Thread confinement in Java10 min read
As a Java developer, perhaps all of us have written some kind of single-threaded program. In this program, we can reason about our code much easier when compared with multi-threaded ones since we don’t have to worry about sharable resources because after all there is only one thread. However, as Java is a multi-threaded programming language and the computer itself is much faster year after year as more transistors and more CPU power are added, making programs multi-threaded is essential for some reasons, and the most conspicuous one is to harness and take advantage of the available computer resources.
But to write a correct, thread-safe program is not a trivial task. There is more care that we need to consider to make our code works correctly in a multithreading environment. And as we strive for writing a thread-safe program, we should know several ways that let us accomplish it. Some of the most typical ways to obtain a thread-safe class are using synchronization (using an intrinsic lock or a private lock on the resources that are shared between threads), or by using immutable data structure (since the immutable objects cannot be modified after being created, then it’s inherently thread-safe). In this article, I want to introduce yet another technique to achieve thread safety, which is called thread confinement.

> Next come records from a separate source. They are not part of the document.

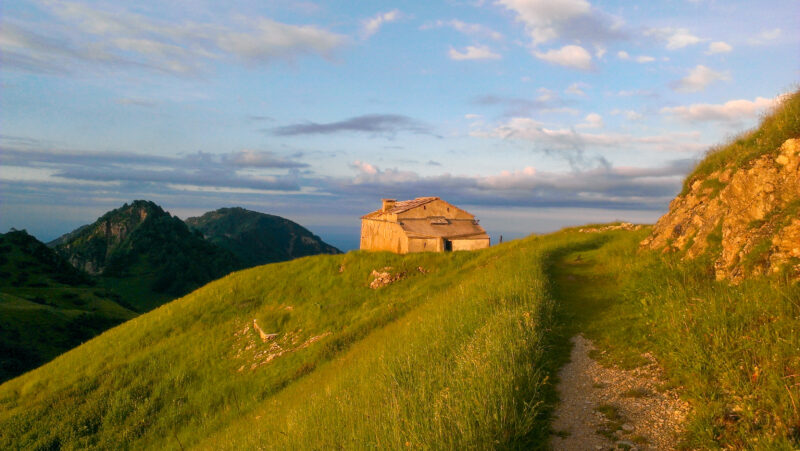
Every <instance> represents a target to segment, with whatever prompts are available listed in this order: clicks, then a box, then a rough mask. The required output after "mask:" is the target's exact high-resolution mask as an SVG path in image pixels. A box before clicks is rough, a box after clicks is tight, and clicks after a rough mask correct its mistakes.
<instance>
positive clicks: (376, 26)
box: [361, 9, 401, 38]
mask: <svg viewBox="0 0 800 451" xmlns="http://www.w3.org/2000/svg"><path fill="white" fill-rule="evenodd" d="M400 17H401V15H400V11H398V10H396V9H394V10H392V11H387V12H385V13H378V15H376V16H374V17H370V18H369V19H366V20H364V22H363V23H362V26H361V35H362V36H363V37H365V38H368V37H370V36H372V35H373V34H375V33H377V32H378V30H380V29H381V27H382V26H383V24H385V23H389V22H394V21H396V20H398V19H400Z"/></svg>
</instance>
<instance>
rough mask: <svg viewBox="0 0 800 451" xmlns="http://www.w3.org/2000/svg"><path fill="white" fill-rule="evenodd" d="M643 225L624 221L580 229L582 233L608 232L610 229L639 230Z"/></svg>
mask: <svg viewBox="0 0 800 451" xmlns="http://www.w3.org/2000/svg"><path fill="white" fill-rule="evenodd" d="M641 228H642V226H641V225H640V224H631V223H630V222H623V223H620V224H614V225H607V226H601V227H586V228H583V229H580V230H578V231H579V232H581V233H598V232H607V231H609V230H639V229H641Z"/></svg>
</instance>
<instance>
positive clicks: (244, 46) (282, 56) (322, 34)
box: [217, 18, 344, 62]
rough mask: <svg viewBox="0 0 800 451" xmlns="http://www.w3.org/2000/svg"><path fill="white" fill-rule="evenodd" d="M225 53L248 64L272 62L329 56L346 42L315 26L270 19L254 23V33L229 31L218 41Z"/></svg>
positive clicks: (339, 36)
mask: <svg viewBox="0 0 800 451" xmlns="http://www.w3.org/2000/svg"><path fill="white" fill-rule="evenodd" d="M217 42H218V45H219V47H220V48H221V49H223V50H227V51H229V52H231V53H234V54H236V55H238V56H239V57H240V58H242V59H244V60H246V61H251V62H252V61H257V62H268V61H272V60H273V59H276V58H291V57H292V56H294V55H297V54H300V53H319V54H323V55H326V54H329V53H330V52H331V51H332V50H333V49H335V48H336V47H339V46H340V45H342V43H343V42H344V38H343V37H342V36H339V35H336V34H333V33H330V32H328V31H325V30H321V29H319V28H317V27H315V26H312V25H303V26H298V25H287V24H282V23H280V22H275V21H274V20H270V19H263V18H262V19H258V20H255V21H253V22H252V29H251V30H248V31H244V32H234V31H229V32H226V33H223V34H221V35H220V36H218V37H217Z"/></svg>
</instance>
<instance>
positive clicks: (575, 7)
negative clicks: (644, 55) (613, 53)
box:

We know that accessing mutable, shared data between threads requires some level of synchronization, but one way to avoid doing this is to simply not share. The basic idea of thread confinement is that, if the data is only accessed by a single thread, then there is no synchronization needed. There are several ways to achieve thread confinement, let’s explore.
Ad-hoc thread confinement
The first type of thread confinement is called ad-hoc thread confinement, where the responsibility of managing thread confinement is fall entirely to the implementation. In other words, it’s your responsibility to document your code so that the use of an object is restricted to a single thread, in this type of confinement, the correctness of the program is based on human-level protection, rather than any language level features, which can be very fragile and should be avoided in most case. Here is a simple example:
public class ThreadConfinement {
// only use this object in the thread X and not from any other threads.
private Point point;
public Point getPoint() {
return point;
}
}
class Point {
int x;
int y;
public Point(int x, int y) {
this.x = x;
this.y = y;
}
}
You document your code like this and hope other developers will use your object properly, but again, other developers can violate the rules that you described, there are better techniques that utilize language features to enforce thread confinement (described in later sessions).

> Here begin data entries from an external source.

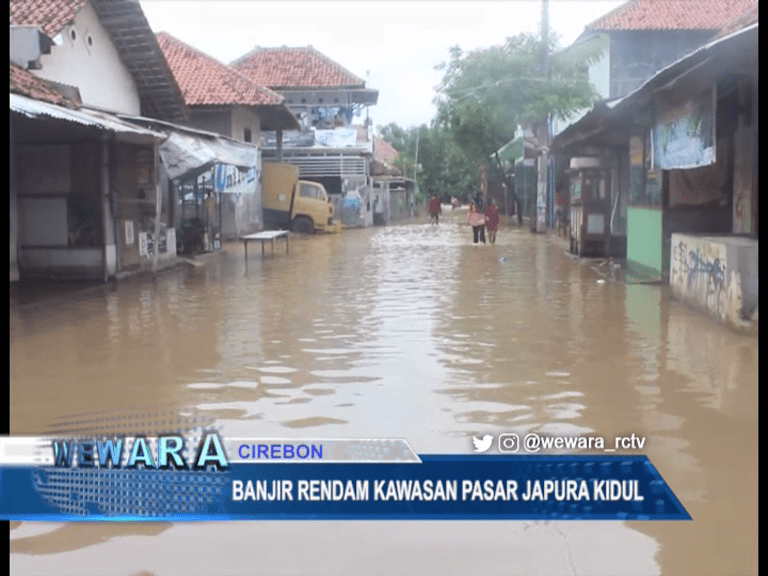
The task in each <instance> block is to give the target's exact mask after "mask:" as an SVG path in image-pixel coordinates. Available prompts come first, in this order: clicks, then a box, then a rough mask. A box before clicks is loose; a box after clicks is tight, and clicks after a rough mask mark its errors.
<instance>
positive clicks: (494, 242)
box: [485, 198, 499, 244]
mask: <svg viewBox="0 0 768 576" xmlns="http://www.w3.org/2000/svg"><path fill="white" fill-rule="evenodd" d="M485 227H486V228H488V241H489V242H490V243H491V244H496V230H498V228H499V209H498V208H497V207H496V200H494V199H493V198H491V200H490V202H488V205H487V206H486V207H485Z"/></svg>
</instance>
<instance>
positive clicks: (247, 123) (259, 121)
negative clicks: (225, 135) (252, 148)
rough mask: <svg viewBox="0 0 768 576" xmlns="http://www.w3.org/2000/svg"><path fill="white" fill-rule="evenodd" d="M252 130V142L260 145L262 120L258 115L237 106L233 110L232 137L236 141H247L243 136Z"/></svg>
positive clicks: (232, 121)
mask: <svg viewBox="0 0 768 576" xmlns="http://www.w3.org/2000/svg"><path fill="white" fill-rule="evenodd" d="M246 128H250V129H251V142H254V143H258V142H259V140H260V139H261V120H260V118H259V115H258V114H255V113H253V112H251V111H250V110H248V109H247V108H242V107H240V106H237V107H235V108H233V109H232V134H230V136H231V137H232V138H234V139H235V140H241V141H243V140H245V139H244V137H243V134H244V133H245V129H246Z"/></svg>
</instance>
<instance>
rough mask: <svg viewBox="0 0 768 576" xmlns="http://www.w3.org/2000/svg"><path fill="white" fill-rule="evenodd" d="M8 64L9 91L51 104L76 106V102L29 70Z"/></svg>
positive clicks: (65, 105)
mask: <svg viewBox="0 0 768 576" xmlns="http://www.w3.org/2000/svg"><path fill="white" fill-rule="evenodd" d="M10 66H11V72H10V75H11V90H10V91H11V92H12V93H14V94H21V95H22V96H28V97H30V98H34V99H35V100H42V101H43V102H50V103H51V104H58V105H60V106H69V107H76V104H75V103H74V102H73V101H72V100H70V99H69V98H66V97H65V96H64V95H63V94H60V93H59V92H57V91H56V90H54V89H53V88H51V87H50V86H48V84H46V83H45V82H44V81H43V80H41V79H40V78H38V77H37V76H35V75H34V74H32V73H31V72H28V71H27V70H23V69H21V68H19V67H18V66H15V65H14V64H11V65H10Z"/></svg>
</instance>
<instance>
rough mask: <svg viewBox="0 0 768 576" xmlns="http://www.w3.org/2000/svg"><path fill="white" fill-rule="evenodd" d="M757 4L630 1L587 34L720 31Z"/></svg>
mask: <svg viewBox="0 0 768 576" xmlns="http://www.w3.org/2000/svg"><path fill="white" fill-rule="evenodd" d="M752 9H755V10H756V9H757V0H630V2H627V3H626V4H623V5H622V6H619V7H618V8H616V9H615V10H613V11H611V12H609V13H608V14H606V15H605V16H602V17H601V18H598V19H597V20H595V21H594V22H592V23H591V24H588V25H587V27H586V28H587V30H720V29H721V28H722V27H723V26H725V25H726V24H727V23H728V22H729V21H730V20H732V19H733V18H734V16H735V15H740V14H743V13H745V12H747V11H749V10H752Z"/></svg>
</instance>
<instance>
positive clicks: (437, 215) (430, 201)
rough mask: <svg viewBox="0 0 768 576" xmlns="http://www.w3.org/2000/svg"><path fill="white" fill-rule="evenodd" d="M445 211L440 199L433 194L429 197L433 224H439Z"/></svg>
mask: <svg viewBox="0 0 768 576" xmlns="http://www.w3.org/2000/svg"><path fill="white" fill-rule="evenodd" d="M442 211H443V207H442V206H441V205H440V199H439V198H438V197H437V196H436V195H435V194H432V197H431V198H430V199H429V214H430V216H431V217H432V223H433V224H439V219H440V213H441V212H442Z"/></svg>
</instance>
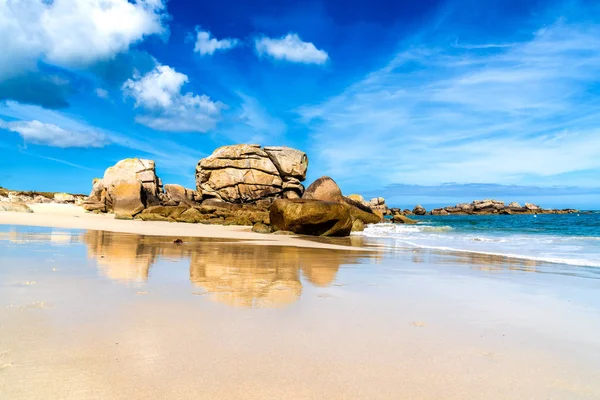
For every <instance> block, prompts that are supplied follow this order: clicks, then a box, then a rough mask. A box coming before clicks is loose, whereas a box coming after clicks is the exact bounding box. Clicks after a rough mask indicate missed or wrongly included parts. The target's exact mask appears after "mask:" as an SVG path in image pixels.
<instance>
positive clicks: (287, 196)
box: [283, 190, 301, 200]
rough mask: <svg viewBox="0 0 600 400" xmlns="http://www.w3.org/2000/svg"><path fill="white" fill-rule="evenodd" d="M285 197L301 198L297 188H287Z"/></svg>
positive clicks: (293, 198)
mask: <svg viewBox="0 0 600 400" xmlns="http://www.w3.org/2000/svg"><path fill="white" fill-rule="evenodd" d="M283 198H284V199H289V200H292V199H300V198H301V197H300V195H299V194H298V192H296V191H295V190H286V191H285V192H283Z"/></svg>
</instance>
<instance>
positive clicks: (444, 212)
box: [431, 208, 449, 215]
mask: <svg viewBox="0 0 600 400" xmlns="http://www.w3.org/2000/svg"><path fill="white" fill-rule="evenodd" d="M431 215H449V214H448V211H446V210H444V209H443V208H436V209H435V210H431Z"/></svg>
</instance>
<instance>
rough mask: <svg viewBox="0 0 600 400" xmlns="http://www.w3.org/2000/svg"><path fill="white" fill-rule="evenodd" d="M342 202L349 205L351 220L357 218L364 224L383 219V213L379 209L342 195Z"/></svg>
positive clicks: (375, 222)
mask: <svg viewBox="0 0 600 400" xmlns="http://www.w3.org/2000/svg"><path fill="white" fill-rule="evenodd" d="M343 202H344V203H346V204H348V205H349V206H350V216H351V217H352V221H355V220H357V219H359V220H361V221H362V222H363V223H365V224H377V223H379V222H381V221H382V220H383V213H382V212H381V211H379V210H373V209H371V208H369V207H368V206H365V205H363V204H361V203H359V202H357V201H354V200H352V199H351V198H349V197H344V198H343Z"/></svg>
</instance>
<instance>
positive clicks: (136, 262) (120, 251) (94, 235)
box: [83, 231, 158, 282]
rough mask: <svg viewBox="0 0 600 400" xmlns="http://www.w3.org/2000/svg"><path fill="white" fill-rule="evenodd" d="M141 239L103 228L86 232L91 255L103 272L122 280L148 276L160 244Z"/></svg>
mask: <svg viewBox="0 0 600 400" xmlns="http://www.w3.org/2000/svg"><path fill="white" fill-rule="evenodd" d="M141 239H142V236H140V235H131V234H122V233H112V232H103V231H87V232H86V233H85V234H84V236H83V240H84V242H85V243H86V244H87V247H88V255H89V256H90V257H92V258H95V259H96V261H97V262H98V267H99V269H100V271H101V272H102V274H103V275H106V277H107V278H109V279H112V280H115V281H122V282H145V281H146V280H147V279H148V271H149V270H150V266H151V265H152V264H153V263H154V261H155V260H156V254H157V251H158V248H157V247H154V248H153V247H151V246H145V245H144V244H143V243H142V241H141Z"/></svg>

One special case of thread confinement is by using the volatile
keyword, it has the semantic for memory visibility, when a variable uses this modifier, this guarantees any threads that read the most recently written value. In other words, without using this volatile
modifier, the value of the variable is stored in the CPU cache, and because there can be multiple CPUs, then there are multiple caches storing the value of the variable, and because of this, there might be different versions of your variable in different CPU caches, the value a thread see in one cache may not reflect what other threads see.
But with the volatile
keyword, it will address the memory visibility problem since all read and write will be performed in the main memory instead of CPU cache, it is safe to perform read-modify-write operations on the volatile
variable as long as you can ensure this volatile
variable is only written by a single thread, but multiple threads can read this volatile
variable since the memory visibility of it guarantee other threads see the most up-to-date value. Here is another example of ad-hoc thread confinement:
class Counter {
// You can call getCount() on multiple thread if you want
// but there should be only one thread would make a call to inc().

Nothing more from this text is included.